Die Bundesregierung hat am erst 04.03.2020 den Apotheken vorläufig die Herstellung von Desinfektionsmitteln durch Apotheken erlaubt! Weil man festgestellt hat, dass man die Produktion und Abgabesicherheit solcher wichtigen Produkte nicht anders gewährleisten kann!

Dass heißt nicht, dass diese von der Regierung umgesetzte EU- Richtlinie aufgehoben ist!

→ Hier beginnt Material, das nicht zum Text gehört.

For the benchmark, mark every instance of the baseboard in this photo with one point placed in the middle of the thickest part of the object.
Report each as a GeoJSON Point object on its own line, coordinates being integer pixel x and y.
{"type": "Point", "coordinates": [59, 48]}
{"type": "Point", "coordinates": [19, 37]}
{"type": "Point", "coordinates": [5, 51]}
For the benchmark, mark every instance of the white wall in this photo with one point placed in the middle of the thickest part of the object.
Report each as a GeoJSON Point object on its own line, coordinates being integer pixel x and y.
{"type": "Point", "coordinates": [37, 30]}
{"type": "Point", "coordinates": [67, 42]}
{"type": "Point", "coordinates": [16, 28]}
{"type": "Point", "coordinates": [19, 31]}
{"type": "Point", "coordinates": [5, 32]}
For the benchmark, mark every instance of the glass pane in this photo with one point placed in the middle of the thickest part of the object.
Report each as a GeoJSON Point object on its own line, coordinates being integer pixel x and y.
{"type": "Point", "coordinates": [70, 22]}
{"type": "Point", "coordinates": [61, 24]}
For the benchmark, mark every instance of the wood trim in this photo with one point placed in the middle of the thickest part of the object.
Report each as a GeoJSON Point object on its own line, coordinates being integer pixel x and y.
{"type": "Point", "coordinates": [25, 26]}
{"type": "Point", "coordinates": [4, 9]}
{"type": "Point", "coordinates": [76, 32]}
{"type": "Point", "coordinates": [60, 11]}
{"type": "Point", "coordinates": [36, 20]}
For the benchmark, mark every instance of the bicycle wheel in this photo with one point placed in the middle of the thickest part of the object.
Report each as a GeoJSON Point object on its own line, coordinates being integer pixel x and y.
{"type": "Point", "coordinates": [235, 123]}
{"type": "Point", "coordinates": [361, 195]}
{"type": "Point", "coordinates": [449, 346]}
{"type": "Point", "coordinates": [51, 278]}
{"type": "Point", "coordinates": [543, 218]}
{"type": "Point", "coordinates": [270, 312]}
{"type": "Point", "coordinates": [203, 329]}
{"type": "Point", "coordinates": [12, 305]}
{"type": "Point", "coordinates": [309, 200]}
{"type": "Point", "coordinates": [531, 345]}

Genauso wie die „Medikamentensicherheit“ und „Medikamentenmengenbereitstellung“ durch EU- Richtlinien in Deutschland abgewertet worden ist! Darum kommt es zu Engpässen und manchen Sicherheitsbedenken. Es muss nur für 14 Tage die Sicherstellung der Versorgung gewährleitet werden.

Die EU- Kommission hatte auch der Verlagerung der Medikamentenproduktion nach China und Indien aus Profitgründen nichts entgegengesetzt.

Danke EU für die Fehlentscheidungen!

Rainer Tiede schrieb um 07:29 Uhr am 06.03.2020:

Vor dem grossen Rundumschlag gegen die EU, bitte richtig informieren. Die Herstellung
von Desinfektionsmitteln wurde ausdrücklich erlaubt.
Es muss auch nicht steril sein, sauber reicht.

nachdenklich schrieb um 01:19 Uhr am 06.03.2020:

Eine EU- Richtlinie verbietet den Apotheken die Herstellung von Desinfektionslösungen, früher durften sie das. Offensichtlich wollte die sog. EU- Kommission der Chemie- u. Medizinindustrie die Absatzmärkte verbessern.

Jetzt fällt uns in Deutschland diese nicht durchdachte Fehlentscheidung auf die Füße, denn Desinfektionslösungen sind fast überall ausverkauft und nicht lieferbar.

Man kann wieder nur sagen: „Danke, EU!“

Mette schrieb um 19:08 Uhr am 05.03.2020:

Desinfektionsmittel ist in unserer Schule in Gerwisch leider nicht vorhanden.